The “Get Tricky” team of jump ropers will perform at halftime for basketball games during the Olympics — including some of the final rounds.
Get Tricky has 13 members: four Americans, five Britons, three Belgians and one Brazilian. The team will meet Saturday and have six days to prepare a routine, Edney said.
“Choreography is obviously a challenge because of the distance,” he said. “But it’s such an experienced group that we shouldn’t have any problem putting it all together.”
One thing Edney said he hopes to accomplish during the Olympics is to increase the visibility of jump rope as a sport. To help with this, the team has set up a Facebook page that he said they plan to update as they train and perform.
“This is a big opportunity, and we want to try to share it as much as we can,” Edney said.
The push for visibility is a big part of the Bouncing Bulldogs’ mantra — the team Edney and Lehman grew up on and that Edney is currently an assistant coach for.
Head coach and founder Ray Fredrick Jr. said the promotion of jump rope to new countries is highly important to him.
As well as Edney and Lehman, Fredrick said their team will also be represented at the Olympics through Megan Hodge, a U.S. volleyball player and Bulldog alumnus.
Fredrick said the Bulldogs have performed in 10 different countries around the world.
“We performed at the 2008 Olympics in Beijing,” he said. “(In) the U.K., we had a golden opportunity to perform in front of the Buckingham Palace.”
Fredrick said they are also the only team to win the USA Jump Rope Nationals consecutively, from 2004 to 2010.
For the last two years, the Bulldogs have competed in the World Jump Rope Championship, an international tournament held in the U.S., rather than the USA Jump Rope Nationals.

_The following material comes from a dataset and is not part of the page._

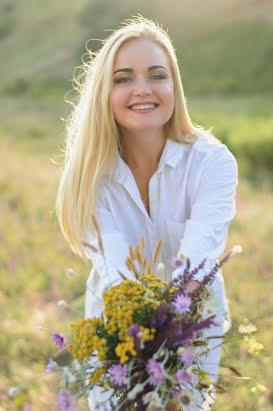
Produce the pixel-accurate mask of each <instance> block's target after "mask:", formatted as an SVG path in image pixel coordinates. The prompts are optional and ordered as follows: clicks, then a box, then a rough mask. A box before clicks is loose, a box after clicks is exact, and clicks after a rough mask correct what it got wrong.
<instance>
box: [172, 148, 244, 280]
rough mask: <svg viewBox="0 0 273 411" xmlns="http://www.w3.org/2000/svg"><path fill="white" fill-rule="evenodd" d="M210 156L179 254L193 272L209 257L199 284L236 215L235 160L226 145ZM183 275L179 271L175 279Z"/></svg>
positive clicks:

“A lot of people wonder why Bouncing Bulldogs chose not to do the national championship for the last two years,” Fredrick said.
“We knew in order for the sport to grow globally, we were one of the teams that everybody would look to, so we made that choice.”

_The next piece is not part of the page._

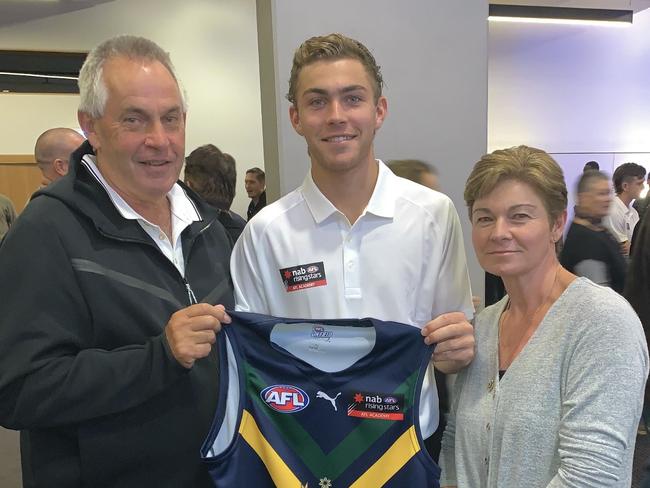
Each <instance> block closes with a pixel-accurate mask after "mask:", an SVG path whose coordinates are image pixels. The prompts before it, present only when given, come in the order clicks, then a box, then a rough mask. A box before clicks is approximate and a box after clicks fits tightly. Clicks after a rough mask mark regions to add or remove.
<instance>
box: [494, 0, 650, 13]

Shaun Hamilton, World Jump Rope chair, said the tournament just finished its second year and had close to 400 competitors this year.
He said the Bulldogs were one of the top teams both years.
“They took first, second and third in some categories,” Hamilton said. “I think they were the only team that did that this year.”
In total, the Bouncing Bulldogs took home 207 medals from the World Jump Rope Championship: 81 gold, 48 silver and 40 bronze.
Team manager Charryse Fredrick said they have a Chapel Hill facility in Ram’s Plaza.
She said the Bulldogs’ competitive team is selected from the jump rope classes they teach.
“The team itself has over 100 members,” she said. “We took about 68 to the competition.”
She said the team typically has younger kids, since they recruit for it from their classes.
Charryse Fredrick said they teach children as young as 5 to jump rope. The competitive team, she said, usually chooses jumpers ages 7 and up.
“There’s no age cap in jump rope,” she said. “As long as you’re able to do the training, you can pretty much jump to any age.”
Charryse Fredrick said the summer camps would begin again and be open for registration July 23.
“I don’t believe any of the weeks are full at this point,” she said.